Question

Length of the latus rectum of the parabola $25[(x - 2)^2 + (y - 3)^2] = (3x-4y + 7)^2$ is-

• A. 4
• B. 2
• C. 1/5
• D. 2/5

Answer 1

Answer: (D)

2/5

Answer 2

The given equation is $25[(x - 2)^2 + (y - 3)^2] = (3x-4y + 7)^2$. This can be rewritten as: $5 \sqrt{(x - 2)^2 + (y - 3)^2} = |3x-4y + 7|$ The term $\sqrt{(x - 2)^2 + (y - 3)^2}$ is the distance from a point $(x,y)$ to the point $(2,3)$. The distance from a point $(x,y)$ to the line $3x-4y+7=0$ is given by $d = \frac{|3x-4y+7|}{\sqrt{3^2+(-4)^2}} = \frac{|3x-4y+7|}{5}$. Thus, $|3x-4y+7| = 5d$. Substituting this into the equation, we get: $5 \sqrt{(x - 2)^2 + (y - 3)^2} = 5d$ $\sqrt{(x - 2)^2 + (y - 3)^2} = d$ This equation states that the distance from the point $(x,y)$ to the point $(2,3)$ is equal to the distance from the point $(x,y)$ to the line $3x-4y+7=0$. This is the definition of a parabola where the focus is $(2,3)$ and the directrix is $3x-4y+7=0$.

For a parabola, the distance from the focus to the directrix is $2a$, where $a$ is the distance from the vertex to the focus (or vertex to the directrix).
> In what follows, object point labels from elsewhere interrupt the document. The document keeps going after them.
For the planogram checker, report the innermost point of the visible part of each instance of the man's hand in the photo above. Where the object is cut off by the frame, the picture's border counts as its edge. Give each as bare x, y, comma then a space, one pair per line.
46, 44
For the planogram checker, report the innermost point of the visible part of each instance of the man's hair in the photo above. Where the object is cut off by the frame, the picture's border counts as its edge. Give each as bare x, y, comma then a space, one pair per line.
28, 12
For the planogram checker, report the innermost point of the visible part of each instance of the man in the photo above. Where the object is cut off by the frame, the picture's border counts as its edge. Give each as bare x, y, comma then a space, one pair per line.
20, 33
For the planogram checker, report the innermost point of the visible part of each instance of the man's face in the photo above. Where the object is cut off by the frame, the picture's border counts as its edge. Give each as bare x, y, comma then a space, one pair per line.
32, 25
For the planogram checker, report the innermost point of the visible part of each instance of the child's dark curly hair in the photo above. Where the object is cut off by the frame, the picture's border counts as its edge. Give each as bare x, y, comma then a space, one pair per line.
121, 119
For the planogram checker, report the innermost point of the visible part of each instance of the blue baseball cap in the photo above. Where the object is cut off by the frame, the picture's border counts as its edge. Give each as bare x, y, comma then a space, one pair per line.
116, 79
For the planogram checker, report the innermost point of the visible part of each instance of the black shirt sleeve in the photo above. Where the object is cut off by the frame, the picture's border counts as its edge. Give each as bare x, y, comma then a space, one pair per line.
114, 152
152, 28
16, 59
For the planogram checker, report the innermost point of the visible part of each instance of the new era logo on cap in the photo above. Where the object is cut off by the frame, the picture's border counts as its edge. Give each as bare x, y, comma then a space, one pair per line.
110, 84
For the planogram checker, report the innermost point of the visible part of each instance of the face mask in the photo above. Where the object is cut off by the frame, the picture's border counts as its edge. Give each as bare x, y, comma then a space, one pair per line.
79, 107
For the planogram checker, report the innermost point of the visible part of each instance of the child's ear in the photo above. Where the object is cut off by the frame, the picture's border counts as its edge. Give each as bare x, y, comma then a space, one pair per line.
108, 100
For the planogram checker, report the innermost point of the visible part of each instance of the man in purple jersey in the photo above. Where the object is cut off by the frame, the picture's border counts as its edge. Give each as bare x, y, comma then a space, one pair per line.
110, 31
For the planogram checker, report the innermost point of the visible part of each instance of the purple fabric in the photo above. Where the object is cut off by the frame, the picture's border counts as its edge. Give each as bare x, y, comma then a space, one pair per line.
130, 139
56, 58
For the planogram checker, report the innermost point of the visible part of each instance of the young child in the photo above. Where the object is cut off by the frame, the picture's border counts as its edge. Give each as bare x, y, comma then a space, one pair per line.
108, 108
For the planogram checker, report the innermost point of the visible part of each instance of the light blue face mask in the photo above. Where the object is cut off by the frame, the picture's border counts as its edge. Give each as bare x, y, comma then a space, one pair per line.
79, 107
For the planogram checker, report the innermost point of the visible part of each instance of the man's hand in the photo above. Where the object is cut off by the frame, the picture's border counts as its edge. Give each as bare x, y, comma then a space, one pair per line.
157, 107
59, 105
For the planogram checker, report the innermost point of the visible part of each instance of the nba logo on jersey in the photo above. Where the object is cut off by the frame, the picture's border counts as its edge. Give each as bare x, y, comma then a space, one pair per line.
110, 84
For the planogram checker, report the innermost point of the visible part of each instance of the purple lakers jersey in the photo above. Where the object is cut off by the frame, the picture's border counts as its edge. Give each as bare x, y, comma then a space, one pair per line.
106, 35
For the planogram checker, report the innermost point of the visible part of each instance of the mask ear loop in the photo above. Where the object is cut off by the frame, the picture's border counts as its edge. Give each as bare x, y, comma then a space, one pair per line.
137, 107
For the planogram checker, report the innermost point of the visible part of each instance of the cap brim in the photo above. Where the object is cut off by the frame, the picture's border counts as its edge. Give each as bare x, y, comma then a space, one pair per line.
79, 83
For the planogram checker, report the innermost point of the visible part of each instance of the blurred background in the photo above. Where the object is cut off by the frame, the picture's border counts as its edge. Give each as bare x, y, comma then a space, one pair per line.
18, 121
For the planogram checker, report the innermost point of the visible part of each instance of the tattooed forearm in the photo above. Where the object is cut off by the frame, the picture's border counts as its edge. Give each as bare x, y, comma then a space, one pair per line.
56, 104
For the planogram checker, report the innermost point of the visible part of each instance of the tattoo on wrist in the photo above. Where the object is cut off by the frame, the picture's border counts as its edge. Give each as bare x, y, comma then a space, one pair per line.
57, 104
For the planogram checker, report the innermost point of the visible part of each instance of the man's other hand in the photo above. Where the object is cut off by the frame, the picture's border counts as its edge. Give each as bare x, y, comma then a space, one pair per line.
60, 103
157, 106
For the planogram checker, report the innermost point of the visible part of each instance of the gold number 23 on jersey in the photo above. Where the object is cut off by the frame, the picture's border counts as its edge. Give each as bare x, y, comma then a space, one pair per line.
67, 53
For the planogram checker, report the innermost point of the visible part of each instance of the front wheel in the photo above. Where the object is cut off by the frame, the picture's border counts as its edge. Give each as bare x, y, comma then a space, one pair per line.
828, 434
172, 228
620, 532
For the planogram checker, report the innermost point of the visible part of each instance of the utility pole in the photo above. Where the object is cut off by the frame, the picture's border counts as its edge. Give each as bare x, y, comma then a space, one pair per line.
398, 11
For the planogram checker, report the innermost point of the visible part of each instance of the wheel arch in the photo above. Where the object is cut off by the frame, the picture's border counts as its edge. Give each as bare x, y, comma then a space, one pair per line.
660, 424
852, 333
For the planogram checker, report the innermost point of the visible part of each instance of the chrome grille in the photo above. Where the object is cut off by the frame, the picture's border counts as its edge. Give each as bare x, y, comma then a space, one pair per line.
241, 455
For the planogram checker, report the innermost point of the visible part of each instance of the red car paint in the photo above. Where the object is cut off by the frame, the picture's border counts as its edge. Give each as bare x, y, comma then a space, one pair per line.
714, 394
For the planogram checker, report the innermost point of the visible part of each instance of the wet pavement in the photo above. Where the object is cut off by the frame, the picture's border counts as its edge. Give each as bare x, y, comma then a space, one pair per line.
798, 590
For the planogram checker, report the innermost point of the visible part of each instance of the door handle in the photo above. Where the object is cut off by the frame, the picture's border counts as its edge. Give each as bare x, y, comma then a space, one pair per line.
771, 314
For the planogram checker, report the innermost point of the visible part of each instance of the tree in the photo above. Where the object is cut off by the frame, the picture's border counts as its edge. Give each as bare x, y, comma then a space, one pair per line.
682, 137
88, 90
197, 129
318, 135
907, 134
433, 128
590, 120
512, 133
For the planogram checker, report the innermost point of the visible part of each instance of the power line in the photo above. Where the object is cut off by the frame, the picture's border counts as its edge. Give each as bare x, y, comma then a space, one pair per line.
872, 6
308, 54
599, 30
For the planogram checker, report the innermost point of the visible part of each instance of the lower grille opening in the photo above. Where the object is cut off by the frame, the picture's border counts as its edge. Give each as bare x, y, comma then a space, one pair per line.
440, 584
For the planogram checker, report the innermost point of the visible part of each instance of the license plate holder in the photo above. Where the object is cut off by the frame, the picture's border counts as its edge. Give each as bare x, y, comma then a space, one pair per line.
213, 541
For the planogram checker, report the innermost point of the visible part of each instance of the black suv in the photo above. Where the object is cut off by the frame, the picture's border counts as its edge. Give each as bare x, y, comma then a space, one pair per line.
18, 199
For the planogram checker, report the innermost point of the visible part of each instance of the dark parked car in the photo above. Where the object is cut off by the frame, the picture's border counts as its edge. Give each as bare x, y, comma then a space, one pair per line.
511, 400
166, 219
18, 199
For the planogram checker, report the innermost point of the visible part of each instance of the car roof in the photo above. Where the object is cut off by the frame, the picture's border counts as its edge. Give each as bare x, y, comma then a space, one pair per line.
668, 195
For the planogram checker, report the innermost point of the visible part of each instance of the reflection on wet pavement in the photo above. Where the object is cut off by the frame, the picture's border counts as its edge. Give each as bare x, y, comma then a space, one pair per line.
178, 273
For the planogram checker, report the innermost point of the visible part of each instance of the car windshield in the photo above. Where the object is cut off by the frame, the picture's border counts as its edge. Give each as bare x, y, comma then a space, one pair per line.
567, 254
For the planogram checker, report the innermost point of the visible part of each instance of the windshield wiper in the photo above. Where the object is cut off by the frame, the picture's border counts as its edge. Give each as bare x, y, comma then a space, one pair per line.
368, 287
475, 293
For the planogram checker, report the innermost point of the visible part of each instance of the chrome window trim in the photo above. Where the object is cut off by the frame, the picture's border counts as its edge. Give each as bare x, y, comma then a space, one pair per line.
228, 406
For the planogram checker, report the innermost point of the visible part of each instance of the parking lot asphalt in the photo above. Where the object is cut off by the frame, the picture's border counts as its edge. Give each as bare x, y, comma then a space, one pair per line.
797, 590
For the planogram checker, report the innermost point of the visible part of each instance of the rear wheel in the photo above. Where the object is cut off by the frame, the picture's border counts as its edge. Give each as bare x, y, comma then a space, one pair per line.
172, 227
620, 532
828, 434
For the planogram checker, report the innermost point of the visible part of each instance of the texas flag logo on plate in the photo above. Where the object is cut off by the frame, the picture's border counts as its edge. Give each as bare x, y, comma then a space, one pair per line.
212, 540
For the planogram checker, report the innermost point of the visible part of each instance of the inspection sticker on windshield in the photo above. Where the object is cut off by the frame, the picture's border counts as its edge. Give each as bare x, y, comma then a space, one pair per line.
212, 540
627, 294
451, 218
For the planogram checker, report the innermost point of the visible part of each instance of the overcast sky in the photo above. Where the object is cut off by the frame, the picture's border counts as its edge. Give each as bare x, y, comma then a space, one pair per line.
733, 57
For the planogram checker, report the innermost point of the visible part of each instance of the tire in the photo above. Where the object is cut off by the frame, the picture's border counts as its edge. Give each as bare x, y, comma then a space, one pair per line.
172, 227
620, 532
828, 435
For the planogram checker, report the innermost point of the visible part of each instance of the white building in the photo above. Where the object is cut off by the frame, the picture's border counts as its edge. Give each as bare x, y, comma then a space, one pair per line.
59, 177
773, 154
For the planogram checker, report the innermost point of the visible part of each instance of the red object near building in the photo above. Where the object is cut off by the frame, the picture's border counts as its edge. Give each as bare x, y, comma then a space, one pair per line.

The length of the latus rectum is $4a$.

The distance from the focus $(h,k) = (2,3)$ to the directrix $Ax+By+C=0$ where $A=3, B=-4, C=7$ is: $2a = \frac{|Ah+Bk+C|}{\sqrt{A^2+B^2}} = \frac{|3(2) - 4(3) + 7|}{\sqrt{3^2 + (-4)^2}}$ $2a = \frac{|6 - 12 + 7|}{\sqrt{9 + 16}} = \frac{|1|}{\sqrt{25}} = \frac{1}{5}$

The length of the latus rectum is $4a = 2 \times (2a) = 2 \times \frac{1}{5} = \frac{2}{5}$.